Philipp Hermann, Institute of Applied Statistics, Johannes Kepler University Linz, Austria
LDJump: Estimating Variable Recombination Rates from Population Genetic Data
Recombination is a process during meiosis which starts with the formation of DNA double-strand breaks and results in an exchange of genetic material between homologous chromosomes. In many species, recombination is concentrated in narrow regions known as hotspots, flanked by large zones with low recombination. As recombination plays an important role in evolution, its estimation and the identification of hotspot positions is of considerable interest. In this talk we introduce LDJump, our method to estimate local population recombination rates with relevant summary statistics as explanatory variables in a regression model. More precisely, we divide the DNA sequence into small segments and estimate the recombination rate per segment via the regression model. In order to obtain change-points in recombination we apply a frequentist segmentation method. This approach controls a type I error and provides confidence bands for the estimator. Overall LDJump identifies hotspots at high accuracy under different levels of genetic diversity as well as demography and is computationally fast even for genomic regions spanning many megabases. We will present a practical application of LDJump on a region of the human chromosome 21 and compare our estimated population recombination rates with experimentally measured recombination events.

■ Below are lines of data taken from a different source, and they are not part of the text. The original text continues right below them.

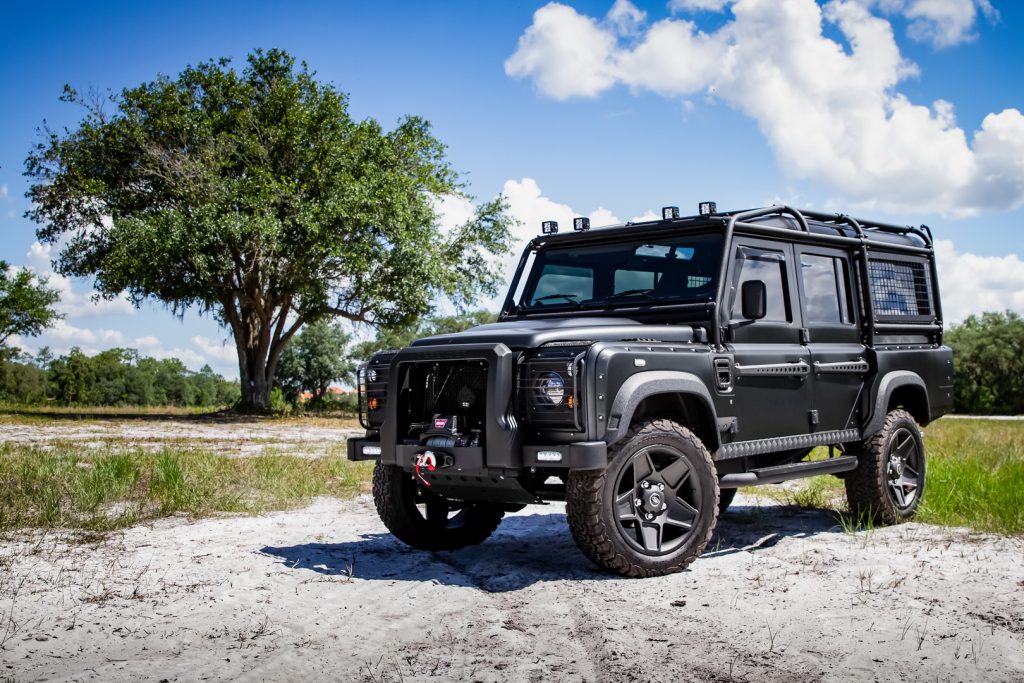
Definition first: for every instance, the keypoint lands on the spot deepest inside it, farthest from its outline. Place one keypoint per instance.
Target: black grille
(455, 385)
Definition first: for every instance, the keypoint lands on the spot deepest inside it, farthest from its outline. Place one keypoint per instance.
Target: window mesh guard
(899, 288)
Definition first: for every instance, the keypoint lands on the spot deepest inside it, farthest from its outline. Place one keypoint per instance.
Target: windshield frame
(524, 283)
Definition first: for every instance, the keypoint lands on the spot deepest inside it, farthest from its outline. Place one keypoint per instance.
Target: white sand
(780, 595)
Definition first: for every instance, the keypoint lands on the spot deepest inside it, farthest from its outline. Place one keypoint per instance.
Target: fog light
(549, 457)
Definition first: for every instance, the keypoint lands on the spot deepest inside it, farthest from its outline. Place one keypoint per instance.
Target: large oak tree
(256, 197)
(26, 305)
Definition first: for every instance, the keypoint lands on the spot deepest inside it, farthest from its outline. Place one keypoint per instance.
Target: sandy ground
(233, 437)
(780, 595)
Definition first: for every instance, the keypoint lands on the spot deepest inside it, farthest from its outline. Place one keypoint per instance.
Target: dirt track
(781, 595)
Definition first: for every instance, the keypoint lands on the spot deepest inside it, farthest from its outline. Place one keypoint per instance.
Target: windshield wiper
(627, 293)
(571, 298)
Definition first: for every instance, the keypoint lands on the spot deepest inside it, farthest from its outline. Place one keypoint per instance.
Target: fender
(643, 385)
(887, 385)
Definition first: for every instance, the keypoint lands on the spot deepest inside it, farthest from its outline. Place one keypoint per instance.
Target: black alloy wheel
(889, 481)
(653, 509)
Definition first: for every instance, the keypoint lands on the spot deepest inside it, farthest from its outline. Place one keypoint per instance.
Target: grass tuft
(975, 478)
(105, 489)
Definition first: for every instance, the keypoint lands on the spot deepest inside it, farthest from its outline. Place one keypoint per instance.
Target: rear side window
(899, 288)
(826, 294)
(769, 267)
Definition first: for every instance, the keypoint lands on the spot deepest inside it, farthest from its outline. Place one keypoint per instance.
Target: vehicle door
(770, 365)
(839, 361)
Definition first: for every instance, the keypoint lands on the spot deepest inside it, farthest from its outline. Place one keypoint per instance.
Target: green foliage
(70, 487)
(26, 304)
(116, 377)
(313, 359)
(975, 475)
(975, 478)
(401, 336)
(257, 197)
(988, 361)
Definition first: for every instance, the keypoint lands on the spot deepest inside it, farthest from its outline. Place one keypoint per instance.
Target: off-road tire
(396, 495)
(869, 486)
(595, 521)
(725, 497)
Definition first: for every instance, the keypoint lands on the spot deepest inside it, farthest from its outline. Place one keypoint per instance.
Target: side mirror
(755, 299)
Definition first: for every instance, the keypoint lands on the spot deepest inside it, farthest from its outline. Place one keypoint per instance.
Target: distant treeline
(114, 377)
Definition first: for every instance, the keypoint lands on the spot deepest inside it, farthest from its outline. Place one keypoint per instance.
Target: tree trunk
(258, 342)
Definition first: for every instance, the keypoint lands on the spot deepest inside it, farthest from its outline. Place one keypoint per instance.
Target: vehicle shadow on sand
(529, 549)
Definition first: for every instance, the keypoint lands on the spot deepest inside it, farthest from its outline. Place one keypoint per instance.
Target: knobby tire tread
(583, 509)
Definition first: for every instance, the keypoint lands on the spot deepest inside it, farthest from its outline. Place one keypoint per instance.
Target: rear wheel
(425, 520)
(652, 510)
(889, 480)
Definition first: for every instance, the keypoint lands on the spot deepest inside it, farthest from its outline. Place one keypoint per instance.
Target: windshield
(676, 269)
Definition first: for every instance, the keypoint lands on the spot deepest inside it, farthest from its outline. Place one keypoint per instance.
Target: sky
(901, 111)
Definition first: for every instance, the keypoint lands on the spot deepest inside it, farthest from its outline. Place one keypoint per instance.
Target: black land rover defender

(joint work with Andreas Futschik, Irene Tiemann-Boege, and Angelika Heissl)
Professor Dr. Ingo Scholtes, Data Analytics Group, University of Zürich
Optimal Higher-Order Network Analytics for Time Series Data
Network-based data analysis techniques such as graph mining, social network analysis, link prediction and clustering are an important foundation for data science applications in computer science, computational social science, economics and bioinformatics. They help us to detect patterns in large corpora of data that capture relations between genes, brain regions, species, humans, documents, or financial institutions. While this potential of the network perspective is undisputed, advances in data sensing and collection increasingly provide us with high-dimensional, temporal, and noisy data on real systems. The complex characteristics of such data sources pose fundamental challenges for network analytics. They question the validity of network abstractions of complex systems and pose a threat for interdisciplinary applications of data analytics and machine learning.
To address these challenges, I introduce a graphical modelling framework that accounts for the complex characteristics of real-world data on complex systems. I demonstrate this approach in time series data on technical, biological, and social systems. Current methods to analyze the topology of such systems discard information on the timing and ordering of interactions, which however determines which elements of a system can influence each other via paths. To solve this issue, I introduce a modelling framework that (i) generalises standard network representations towards multi-order graphical models for causal paths, and (ii) uses statistical learning to achieve an optimal balance between explanatory power and model complexity. The framework advances the theoretical foundation of data science and sheds light on the important question when network representations of time series data are justified. It is the basis for a new generation of data analytics and machine learning techniques that account both for temporal and topological characteristics in real-world data.